Вэй прочитал. В четвёртый раз за ночь. Слова вышли ровные, без запинки.
— Имя дочери, — сказала белая рубашка.
Вэй помолчал. Пять лет он не произносил этого имени перед чужими. Пять лет оно было его, только его — проверялось на язык по вечерам, как монета. А теперь его спрашивали, как спрашивают графу в книге.
— Сяо, — сказал Вэй.
Рука белой рубашки легла ему на грудь, пошла вниз по куртке — и замерла на животе, на олифяной холстине. Вэй стоял ровно. Сердце билось ровно, как машина. Он смотрел на фонарь, на воск на рукаве, на всё, что угодно, только не на руку.
И тут сверху, с верхних ярусов, где Палата, — гул города сбился. Рвано, как натяг на изношенной катушке, как будто главный вал задел зубом за зуб. А потом ударил набат — далеко, высоко, и белая рубашка сняла руку с его живота и посмотрела не на него, а вверх, в темноту, где уже бежали с фонарями.
— Иди, — сказала она. — Беги домой, пока город не решил, кто ты.
Вэй пошёл. Сначала шагом, потом быстрее — по лестницам, по мостикам, мимо белых рубашек, которые бежали мимо него ВВЕРХ, прочь от воды, к Палате. Кто-то крикнул про капитана. Кто-то — про жезл. Вэй не останавливался. У него был свой груз, и свой срок, и чужая ночь, в которую город сворачивался, как улитка в раковину, — а он шёл вниз, к фабрике, к своей каморке, к половице.
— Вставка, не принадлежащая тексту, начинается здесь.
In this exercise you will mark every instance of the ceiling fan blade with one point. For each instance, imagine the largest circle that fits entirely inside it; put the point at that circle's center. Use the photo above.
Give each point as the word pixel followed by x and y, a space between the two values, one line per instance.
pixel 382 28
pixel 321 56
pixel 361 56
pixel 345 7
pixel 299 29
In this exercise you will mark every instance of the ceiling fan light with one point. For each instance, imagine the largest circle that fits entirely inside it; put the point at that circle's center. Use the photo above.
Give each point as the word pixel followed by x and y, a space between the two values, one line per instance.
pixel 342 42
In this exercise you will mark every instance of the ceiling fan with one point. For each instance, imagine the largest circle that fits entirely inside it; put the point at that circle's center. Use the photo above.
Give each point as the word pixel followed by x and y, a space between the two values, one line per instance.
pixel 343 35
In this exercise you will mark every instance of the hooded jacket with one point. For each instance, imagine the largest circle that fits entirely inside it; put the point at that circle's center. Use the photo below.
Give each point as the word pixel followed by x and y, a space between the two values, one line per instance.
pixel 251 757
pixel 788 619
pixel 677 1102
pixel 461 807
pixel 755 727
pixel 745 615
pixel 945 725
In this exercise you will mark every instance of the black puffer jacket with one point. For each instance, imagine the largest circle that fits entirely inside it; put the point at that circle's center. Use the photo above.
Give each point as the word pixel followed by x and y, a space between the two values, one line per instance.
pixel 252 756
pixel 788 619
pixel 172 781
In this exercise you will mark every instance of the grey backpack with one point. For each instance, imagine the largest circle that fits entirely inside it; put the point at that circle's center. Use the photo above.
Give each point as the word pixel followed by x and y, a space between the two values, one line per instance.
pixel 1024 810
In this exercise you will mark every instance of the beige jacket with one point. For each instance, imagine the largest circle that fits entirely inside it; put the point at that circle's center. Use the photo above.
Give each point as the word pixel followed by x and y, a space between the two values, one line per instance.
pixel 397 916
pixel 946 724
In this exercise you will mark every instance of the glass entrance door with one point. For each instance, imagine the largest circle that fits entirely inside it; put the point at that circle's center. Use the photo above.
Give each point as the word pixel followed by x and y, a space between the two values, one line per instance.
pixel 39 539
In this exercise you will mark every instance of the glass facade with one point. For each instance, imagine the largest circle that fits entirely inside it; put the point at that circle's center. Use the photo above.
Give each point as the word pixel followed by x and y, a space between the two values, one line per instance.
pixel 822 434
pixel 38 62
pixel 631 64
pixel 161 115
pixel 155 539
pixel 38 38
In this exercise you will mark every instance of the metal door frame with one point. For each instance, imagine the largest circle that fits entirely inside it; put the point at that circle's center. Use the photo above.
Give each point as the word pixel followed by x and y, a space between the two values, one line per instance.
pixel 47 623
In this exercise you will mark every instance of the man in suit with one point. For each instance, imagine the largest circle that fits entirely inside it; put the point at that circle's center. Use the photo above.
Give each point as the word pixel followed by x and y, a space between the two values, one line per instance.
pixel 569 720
Машина гудела ровно, как будто ничего не случилось.
Вэй запер дверь, вынул холстину из-под рубахи, положил листы в проём и не сразу прикрыл половицу. Он стоял на коленях и смотрел на чертёж — тёплый от его тела, — и вдруг понял, что продавать некому. Покупателей нет. Волкодав ушёл вперёд. Дороги нет — чума уже плывёт по ней быстрее него. Пять лет он копировал войну, веря, что это билет домой, и вот билет лежал у него в руках, а дом — пепел и вода.
Он завязал тряпицу. Подумал. И положил чертёж обратно, не на прежнее место — в угол, ближе к стене, где половица скрипела, но он один знал, как её взять. Он вынесет его в первый же день, когда город отвернётся. Когда все будут смотреть в одну сторону — на то, что горит, на того, кто упал, — он пойдёт в другую. Пять лет он ждал свой срок. Он умел ждать.
Он лёг, не раздеваясь. Проверил себя: имя — помнит. Работу — помнит. Дорогу — помнит.
— Сяо, — сказал он в темноте, пробуя слово на вес, как пробуют монету.
Слово было целое, тёплое, настоящее. Но он поймал себя на том, что проверил его, как проверяют глотки: порция, долг, графа. Имя дочери стало записью в его книге — а записанное не отпускает.
Машина гудела внизу. Над городом натягивалась чужая ночь — та, в которую вернутся не все.
Вэй закрыл глаза. Река была тёплой. И впервые за пять лет он не знал, верит ли он ещё в дорогу домой — или просто разучился верить во что-нибудь другое.